Korakty na gaz na holenderskim hubie TTF wzrosły w ciągu pierwszych minut notowań w czwartek o ponad 30 proc. w stosunku do środy. Ropa Brent drożeje w czwartek o ponad 6 proc.
Kontrakty na gaz z dostawą w marcu 2022 r. na TTF w ciągu pierwszych notowań po agresji Rosji na Ukrainę wzrosły do ponad 115 euro za MWh, z niecałych 90 euro za MWh w środę wieczorem. Stanowi to wzrost o ponad 31 proc.
Jeszcze bardziej zdrożały kontrakty z dostawą w kwietniu i w maju: odpowiednio do 117 i prawie 119 euro za MWh, co przekłada się na 33-35 proc. wzrosty w stosunku do środowych notowań.
Notowania ropy Brent od północy w czwartek wzrosły już o ponad 6 proc., cena baryłki sięgnęła prawie 103 dol. Wzrost do poziomu 97 dol. za baryłkę, czyli o ponad 5,8 proc. notuje też amerykańska ropa WTI.
W nocy ze środy na czwartek prezydent Rosji Władimir Putin poinformował o rozpoczęciu "specjalnej operacji militarnej". Chwilę później wojska rosyjskie zaatakowały ze wszystkich stron Ukrainę.

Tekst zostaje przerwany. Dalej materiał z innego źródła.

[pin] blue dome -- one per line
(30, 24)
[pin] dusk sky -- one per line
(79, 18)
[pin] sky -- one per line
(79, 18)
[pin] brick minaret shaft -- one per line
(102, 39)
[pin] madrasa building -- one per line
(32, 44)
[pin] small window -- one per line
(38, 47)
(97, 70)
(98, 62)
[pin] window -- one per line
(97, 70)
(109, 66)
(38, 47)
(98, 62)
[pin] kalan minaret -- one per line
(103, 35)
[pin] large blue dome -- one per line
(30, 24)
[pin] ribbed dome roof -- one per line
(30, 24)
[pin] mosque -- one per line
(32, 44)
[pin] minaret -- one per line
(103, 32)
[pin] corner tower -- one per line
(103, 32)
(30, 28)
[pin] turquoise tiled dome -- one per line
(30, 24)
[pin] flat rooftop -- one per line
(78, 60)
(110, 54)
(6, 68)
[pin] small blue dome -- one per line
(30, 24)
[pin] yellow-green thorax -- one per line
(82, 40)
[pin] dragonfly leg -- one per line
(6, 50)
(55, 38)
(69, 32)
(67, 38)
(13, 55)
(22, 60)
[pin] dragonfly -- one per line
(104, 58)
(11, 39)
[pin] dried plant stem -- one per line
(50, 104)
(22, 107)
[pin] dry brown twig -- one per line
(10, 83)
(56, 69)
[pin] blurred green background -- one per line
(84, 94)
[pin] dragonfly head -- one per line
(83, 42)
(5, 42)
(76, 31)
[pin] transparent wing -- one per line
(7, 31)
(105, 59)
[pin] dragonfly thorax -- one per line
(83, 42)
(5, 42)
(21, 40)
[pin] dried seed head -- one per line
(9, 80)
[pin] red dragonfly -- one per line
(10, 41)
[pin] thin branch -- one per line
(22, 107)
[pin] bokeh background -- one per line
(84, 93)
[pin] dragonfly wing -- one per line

Rosja rozpoczęła w nocy szeroko zakrojoną inwazję na Ukrainę. Globalny wzrost awersji do ryzyka wywołał przecenę akcji na giełdach azjatyckich oraz spadki kontraktów na europejskie i amerykańskie indeksy. Bezpośrednią konsekwencją ataku była gwałtowna przecena rosyjskiego rubla oraz paniczna wyprzedaż na rosyjskiej giełdzie, której notowania zostały zawieszone.
Ceny surowców wrosły w obawie przed zaburzeniami dostaw, w szczególności cena ropy brent po raz pierwszy od 2014 przekroczyła 100 USD za baryłkę. Zyskiwały aktywa bezpiecznej przystani - rentowność amerykańskiej 10-latki spadła poniżej 1,90%, ceny złota były najwyższe od roku, umocnił się japoński jen i amerykański dolar.
Osłabiły się z kolei notowania głównych kryptowalut. Na krajowym rynku złoty osłabiał się wobec euro szóstą sesję z rzędu, a po nocnym ataku Rosji na Ukrainę kurs dotarł do 4,66 i był najwyższy od listopada. Rosły za to rentowności krajowych obligacji, szczególnie na krótszym końcu krzywej.
Rynki oceniają, że w wyniku eskalacji konfliktu na wschodzie NBP może być zmuszony do silniejszych podwyżek stóp, aby osiągnąć ten sam dezinflacyjny efekt. Wojna na Ukrainie nadal będzie dziś kluczowym czynnikiem dla notowań rynkowych, ale sporo mogą też wnieść wypowiedzi bankierów centralnych.